Simple

Je parle tout seul depuis des années,
Et devine quoi ? Je n’compte pas m’arrêter.
Ça me fait marrer ; j’me balade dans le marais,
Un soir, heureux, un peu avant l’été.

Il suffit d’un verset pour constater le temps s’effacer ;
Libérer son esprit avant de se rentrer.
J’sais qu’ce sont des rimes faciles,
Mais toi, qu’est-ce que tu fais ?

J’te perçois si gracile, peut-être même un peu débile.
Je suis gracié, j’hausse un sourcil,
Tu fais le sourd et signe.
C’est si doux après un temps d’entraînement.
Je ne vais pas mentir, je n’en ai pas le temps.
Peut-être que tout ça pourrait durer pour toujours,
Et je pourrais continuer d’essayer d’en définir les contours.
J’écoutais le pe-ra de Népal en faisant la vaisselle,
Maintenant c’est l’heure de Kettenkarussell.
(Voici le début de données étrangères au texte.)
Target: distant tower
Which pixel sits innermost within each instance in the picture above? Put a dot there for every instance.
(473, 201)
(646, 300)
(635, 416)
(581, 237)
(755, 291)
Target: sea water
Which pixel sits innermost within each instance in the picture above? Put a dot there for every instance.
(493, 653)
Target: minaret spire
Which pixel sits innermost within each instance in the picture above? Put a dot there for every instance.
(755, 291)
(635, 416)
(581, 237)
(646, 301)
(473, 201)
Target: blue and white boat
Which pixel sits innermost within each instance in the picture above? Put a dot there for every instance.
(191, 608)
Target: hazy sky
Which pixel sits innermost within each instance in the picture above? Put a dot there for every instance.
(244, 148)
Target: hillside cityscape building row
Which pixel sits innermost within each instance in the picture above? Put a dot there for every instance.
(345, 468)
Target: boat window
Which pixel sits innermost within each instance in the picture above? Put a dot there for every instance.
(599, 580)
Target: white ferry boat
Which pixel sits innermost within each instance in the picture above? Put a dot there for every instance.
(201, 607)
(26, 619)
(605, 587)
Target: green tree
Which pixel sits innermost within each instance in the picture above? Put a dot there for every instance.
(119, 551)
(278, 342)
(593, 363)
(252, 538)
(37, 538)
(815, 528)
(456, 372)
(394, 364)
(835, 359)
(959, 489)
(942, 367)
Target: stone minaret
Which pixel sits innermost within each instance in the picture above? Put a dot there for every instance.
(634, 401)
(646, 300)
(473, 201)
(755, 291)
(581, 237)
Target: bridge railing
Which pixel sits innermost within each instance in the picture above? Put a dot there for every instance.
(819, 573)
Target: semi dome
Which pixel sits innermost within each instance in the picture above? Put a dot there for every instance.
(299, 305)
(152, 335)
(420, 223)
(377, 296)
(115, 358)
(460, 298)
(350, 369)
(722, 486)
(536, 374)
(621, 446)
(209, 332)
Peut-on prononcer des choses compliquées avec des mots simples ?

Le crépuscule est grandiose,
Avec ses couleurs loin d’être moroses
Entre le mauve et le rose des cieux,
Entre moi et la lune, une infinité de moucherons tournoyants.
Si la vie n’est pas un tournoi, ils restent épatants quand je suis en latence.
Mon égo-trip est anthropologique, puisque mon cœur est noir
Je ne suis encore jamais allé en Afrique,
Mais multitudes d’images font résonner les choirs.

Penser, c’est bien ; agir, c’est mieux ;
Si penser ne fait rien, agir te fait Dieu !
La conscience, avançant comme l’eau dans un monde inversé,
Je coule en suivant les voix de la nature ;
Cette voie est toute une aventure
Coincée au sein d’un seul ver ouvert sans larme versée.